The problem can be reproduced as follows:

alexandernutz commented 6 years ago

Update: to avoid the quantifiers from trace interpolation, I tried out settings using only SMTInterpol. In this case the assertion that checks inductiveness of interpolants fails. I don not know why, yet.

danieldietsch commented 6 years ago

@alexandernutz Can you dump a script for the SMTInterpol case? Perhaps this is a job for @jhoenicke and/or @tanjaschindler

Heizmann commented 6 years ago

@alexandernutz Could you add a test to the QuantifierEliminationTest class?

Proceed like the more recent tests and use TermParseUtils.parseTerm(...) instead of constructing the formula manually.

danieldietsch commented 6 years ago

You mean TermParseUtils.parseTerm(...) right?

alexandernutz commented 6 years ago

@Heizmann I added two tests as suggested. They are named constantArrayTest01 and constantArrayTest02. Not 100% sure if they make sense like this but they should... -- feel free to let me know..

alexandernutz commented 6 years ago

@danieldietsch @jhoenicke @tanjaschindler here you go, the below file produces (error "generated interpolants did not pass sanity check") when I run SMTInterpol (current master branch on github) on it debug.zip

Heizmann commented 6 years ago

@alexandernutz in this class is a special new method for quantifier elimination that does not make sense to me. You were using that method. I modified that call. https://github.com/ultimate-pa/ultimate/commit/c854ea4e6ba0faf6819f8844583af41d0f757886 Now the first test passes and the second test fails because the quantified variable is the argument of a function application. My partial quantifier elimination does not support that case. (And I am not willing to change that unless the change helps)

I think, if we would replace ~initToZeroAtPointerBaseAddress~int by the function body, my partial quantifier elimination would eliminate the quantifier. Question to @alexandernutz and @danieldietsch: Could we inline this (use defined) SMT function immediately?

danieldietsch commented 6 years ago

Currently, we call defineFunction for a new script instance and define all smtdefined function symbols that way.

You can access all functions defined that way via CfgSmtToolkit and its SmtSymbols getSmtSymbols() method.

I do not know how feasible it would be to require an SmtSymbols instance for the quantifier elimination, but if this is no issue you could substitute all the function applications with their bodies. Although, I am not sure if we have some kind of SMT function inliner. The normal substitution will probably not work, or at least be somewhat inefficient.

If you think that this would be a good way forward, I could look into it.

Heizmann commented 6 years ago

If possible, we should inline the function immediately.
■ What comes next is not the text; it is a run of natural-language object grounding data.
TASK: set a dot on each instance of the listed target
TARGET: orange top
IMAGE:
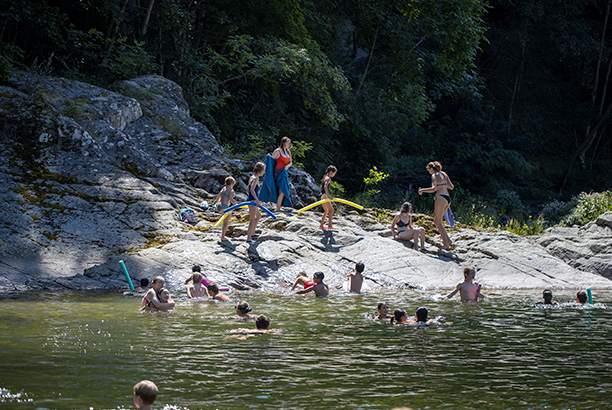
(282, 161)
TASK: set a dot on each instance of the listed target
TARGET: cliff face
(90, 176)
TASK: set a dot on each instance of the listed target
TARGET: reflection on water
(75, 352)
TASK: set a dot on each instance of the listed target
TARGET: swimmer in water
(145, 393)
(302, 279)
(320, 289)
(468, 290)
(213, 292)
(383, 311)
(151, 300)
(547, 295)
(197, 289)
(242, 311)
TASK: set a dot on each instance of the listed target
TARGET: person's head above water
(383, 309)
(262, 322)
(398, 315)
(243, 308)
(421, 314)
(145, 393)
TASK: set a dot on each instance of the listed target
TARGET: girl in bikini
(440, 184)
(405, 230)
(328, 208)
(224, 199)
(282, 155)
(253, 191)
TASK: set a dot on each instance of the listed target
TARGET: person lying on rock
(302, 279)
(213, 292)
(320, 289)
(151, 299)
(468, 290)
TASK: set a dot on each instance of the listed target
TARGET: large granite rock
(90, 176)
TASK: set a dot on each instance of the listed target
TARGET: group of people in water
(276, 190)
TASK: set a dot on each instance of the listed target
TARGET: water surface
(75, 351)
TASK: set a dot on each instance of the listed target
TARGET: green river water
(76, 351)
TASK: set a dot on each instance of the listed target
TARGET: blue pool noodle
(127, 276)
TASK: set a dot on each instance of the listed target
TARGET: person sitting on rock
(213, 292)
(468, 290)
(197, 289)
(302, 279)
(320, 289)
(151, 299)
(547, 295)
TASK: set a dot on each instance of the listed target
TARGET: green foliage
(509, 202)
(298, 151)
(588, 208)
(336, 190)
(526, 228)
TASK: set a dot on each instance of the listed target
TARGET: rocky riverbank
(90, 176)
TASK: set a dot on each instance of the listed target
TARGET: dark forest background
(510, 96)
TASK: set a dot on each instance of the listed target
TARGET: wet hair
(283, 141)
(469, 270)
(146, 390)
(243, 306)
(260, 166)
(262, 322)
(405, 208)
(159, 278)
(435, 165)
(421, 314)
(162, 290)
(213, 288)
(398, 314)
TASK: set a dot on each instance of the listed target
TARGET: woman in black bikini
(440, 184)
(405, 230)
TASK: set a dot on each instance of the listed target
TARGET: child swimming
(469, 291)
(197, 289)
(320, 289)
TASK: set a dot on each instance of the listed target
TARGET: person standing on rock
(253, 195)
(405, 230)
(284, 161)
(151, 299)
(440, 184)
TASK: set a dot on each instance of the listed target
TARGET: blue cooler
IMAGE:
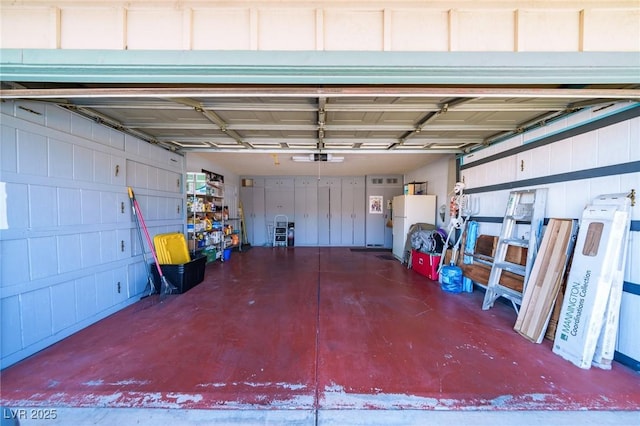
(451, 279)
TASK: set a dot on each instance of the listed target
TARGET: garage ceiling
(258, 129)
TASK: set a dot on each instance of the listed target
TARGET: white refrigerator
(408, 210)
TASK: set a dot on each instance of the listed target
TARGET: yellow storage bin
(171, 249)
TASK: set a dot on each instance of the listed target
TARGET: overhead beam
(333, 92)
(318, 67)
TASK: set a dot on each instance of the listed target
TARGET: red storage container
(425, 264)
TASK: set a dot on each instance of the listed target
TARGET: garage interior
(317, 334)
(311, 333)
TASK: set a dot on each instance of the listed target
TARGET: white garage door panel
(66, 257)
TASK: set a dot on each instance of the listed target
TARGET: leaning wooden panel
(545, 280)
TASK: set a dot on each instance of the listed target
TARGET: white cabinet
(353, 211)
(306, 211)
(252, 195)
(329, 211)
(279, 197)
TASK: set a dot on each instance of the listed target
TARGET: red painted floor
(312, 328)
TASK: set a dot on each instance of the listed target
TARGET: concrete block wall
(575, 169)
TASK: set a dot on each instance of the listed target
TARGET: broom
(165, 286)
(150, 282)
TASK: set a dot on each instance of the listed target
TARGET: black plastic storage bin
(183, 276)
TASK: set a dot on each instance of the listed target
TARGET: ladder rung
(515, 242)
(520, 218)
(511, 267)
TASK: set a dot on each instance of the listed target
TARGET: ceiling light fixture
(311, 158)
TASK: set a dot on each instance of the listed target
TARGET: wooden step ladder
(524, 207)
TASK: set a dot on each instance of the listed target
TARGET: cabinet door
(335, 214)
(246, 198)
(306, 217)
(359, 213)
(346, 214)
(324, 216)
(258, 216)
(254, 214)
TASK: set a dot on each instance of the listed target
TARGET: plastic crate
(171, 249)
(184, 277)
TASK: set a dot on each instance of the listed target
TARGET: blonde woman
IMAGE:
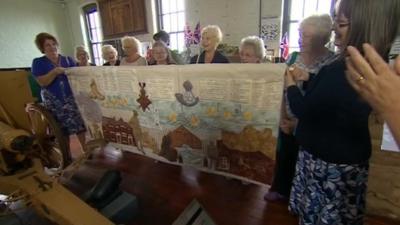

danieldietsch commented 6 years ago

We could do it during the construction of the Icfg. But the backtranslation will be difficult. Do you have an idea how we could do it there? Then you could explain it to me and I can implement it.

Heizmann commented 6 years ago

I see, that is a problem. But I have no idea for the backtranslation. I think we have to look at individual expressions that occur in practise and think about solutions.

danieldietsch commented 5 years ago

I updated SMTInterpol in 5d08986750682c75e39ad1f92180c9582722463d -- this should fix the error you reported @alexandernutz

danieldietsch commented 5 years ago

I think this feature is now implemented and all follow-ups should get their own ticket.